İlişkilerinizi değerlendirin
Aşağıdaki sorular çocuğunuzla ilişkiniz ve bu ilişkideki rolünüz hakkında düşünmenizi sağlayacaktır:
* Çocuklarınızı tek tek nasıl tanımlıyorsunuz?
* Çocuklarınızın her biriyle ilişkinizi nasıl tanımlıyorsunuz?
* Bir anne baba olarak kendinizi nasıl tanımlıyorsunuz?
* Eşinizi nasıl tanımlıyorsunuz?
* Eşinizle (ya da eski eşinizle) olan ilişkinizi nasıl tanımlıyorsunuz?
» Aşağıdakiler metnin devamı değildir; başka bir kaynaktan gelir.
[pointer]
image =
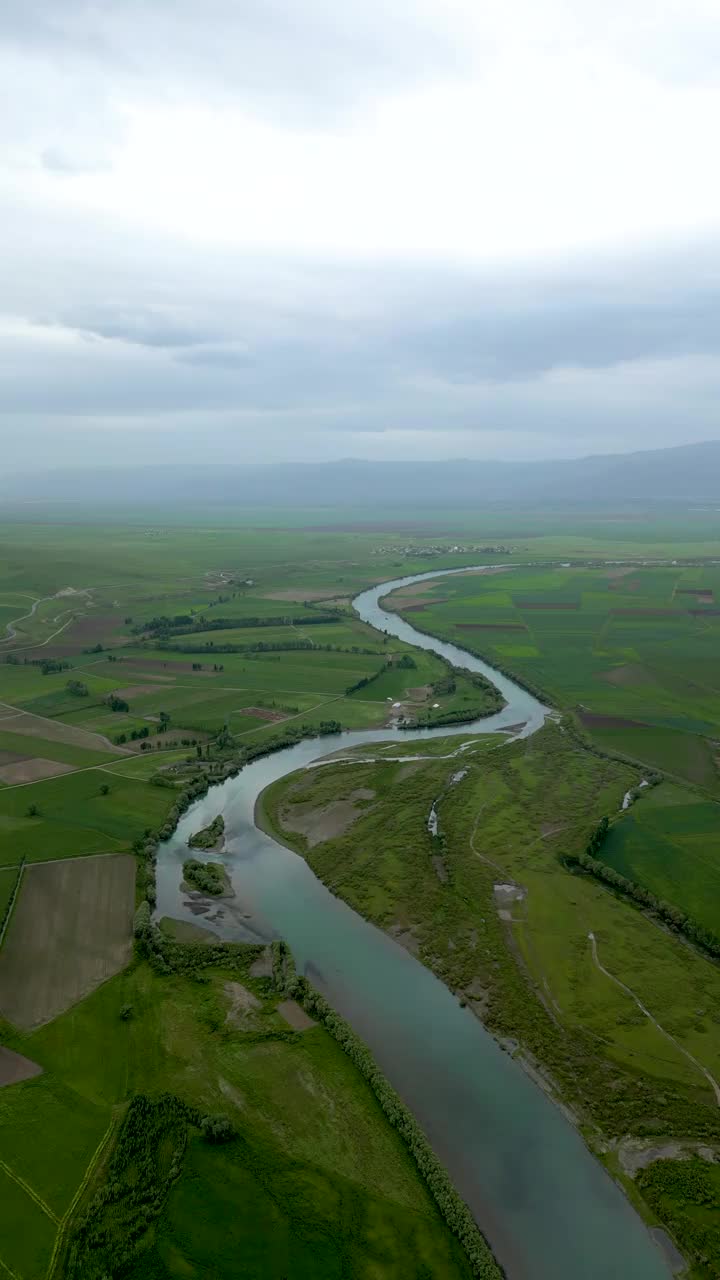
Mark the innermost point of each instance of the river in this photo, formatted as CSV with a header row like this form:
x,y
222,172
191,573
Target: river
x,y
547,1207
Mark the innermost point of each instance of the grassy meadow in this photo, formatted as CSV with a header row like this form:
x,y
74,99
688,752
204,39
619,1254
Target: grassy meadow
x,y
524,960
632,652
294,1188
241,654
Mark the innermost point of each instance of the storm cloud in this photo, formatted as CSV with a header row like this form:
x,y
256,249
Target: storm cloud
x,y
308,231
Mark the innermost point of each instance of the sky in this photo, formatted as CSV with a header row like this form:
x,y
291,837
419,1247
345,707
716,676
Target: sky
x,y
296,229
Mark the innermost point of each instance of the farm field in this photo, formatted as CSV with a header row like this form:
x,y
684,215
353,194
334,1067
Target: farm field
x,y
632,652
287,1174
522,956
71,929
73,817
669,841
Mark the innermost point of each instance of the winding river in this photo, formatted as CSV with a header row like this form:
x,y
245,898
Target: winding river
x,y
548,1208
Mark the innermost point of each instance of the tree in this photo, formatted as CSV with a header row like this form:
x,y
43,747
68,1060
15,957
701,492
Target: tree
x,y
217,1129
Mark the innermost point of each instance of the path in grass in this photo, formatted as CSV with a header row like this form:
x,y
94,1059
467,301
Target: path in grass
x,y
654,1020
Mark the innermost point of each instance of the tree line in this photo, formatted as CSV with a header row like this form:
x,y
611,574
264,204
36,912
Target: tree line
x,y
451,1205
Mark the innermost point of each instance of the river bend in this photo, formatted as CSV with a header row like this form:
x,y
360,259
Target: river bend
x,y
547,1207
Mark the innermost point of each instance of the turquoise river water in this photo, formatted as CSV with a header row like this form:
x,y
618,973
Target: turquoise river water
x,y
547,1207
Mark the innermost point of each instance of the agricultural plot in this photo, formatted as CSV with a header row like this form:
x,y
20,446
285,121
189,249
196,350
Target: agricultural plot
x,y
290,1187
669,841
524,961
71,929
634,653
69,817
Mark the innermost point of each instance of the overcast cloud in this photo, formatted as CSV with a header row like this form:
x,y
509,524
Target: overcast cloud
x,y
256,229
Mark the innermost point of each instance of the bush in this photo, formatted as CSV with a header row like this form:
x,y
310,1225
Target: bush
x,y
449,1201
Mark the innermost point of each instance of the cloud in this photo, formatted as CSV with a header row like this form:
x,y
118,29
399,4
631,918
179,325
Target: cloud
x,y
285,227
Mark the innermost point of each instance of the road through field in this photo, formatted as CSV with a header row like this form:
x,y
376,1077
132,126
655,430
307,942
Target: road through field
x,y
548,1210
710,1079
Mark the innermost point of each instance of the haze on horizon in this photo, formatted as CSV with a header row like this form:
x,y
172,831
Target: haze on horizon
x,y
291,229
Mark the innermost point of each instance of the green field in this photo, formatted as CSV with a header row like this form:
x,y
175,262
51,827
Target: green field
x,y
669,841
633,652
632,656
527,965
74,818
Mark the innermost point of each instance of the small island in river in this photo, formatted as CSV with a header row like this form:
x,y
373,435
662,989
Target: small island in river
x,y
206,878
212,836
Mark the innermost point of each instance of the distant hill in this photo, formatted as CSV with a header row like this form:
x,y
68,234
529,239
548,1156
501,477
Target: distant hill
x,y
689,472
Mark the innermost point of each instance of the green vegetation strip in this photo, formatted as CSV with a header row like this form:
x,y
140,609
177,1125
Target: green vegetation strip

* Bir eş olarak kendinizi nasıl tanımlıyorsunuz?
* Siz ve eşiniz birbirinizden ne istiyorsunuz?
* Aile hayatınızda öncelikle neleri değiştirmek istersiniz?
* Sizce istediğiniz değişiklerin önündeki engeller neler?
***
İki yetişkin arasındaki sevgi dolu bir ilişki son derece kişiseldir ve bireyler geliştikçe birçok değişim geçirir. Kimi zaman insanlar birbirlerinden ayrı düşer ya da birbirine paralel çizgilerde ilerlediklerini ama iletişim kurmayı unuttuklarını fark eder.
Halihazırdaki ilişkinizden memnunsanız, sevildiğinizi biliyorsanız, sevginizi eşinize ve çocuklarınıza ifade edebiliyorsanız olumlu yönde bir değişim yaratmak sizin için daha kolay olacaktır.
Parçalanmış bir ilişki içinde olduğunuzu hissediyorsanız, bu duruma ciddiyetle yaklaşmanın vakti gelmiş olabilir. İlişkinizdeki sorunları anlayıp halletmek için tarafsız bir göze ihtiyacınız olduğunu düşünüyorsanız profesyonel destek almaktan çekinmeyin.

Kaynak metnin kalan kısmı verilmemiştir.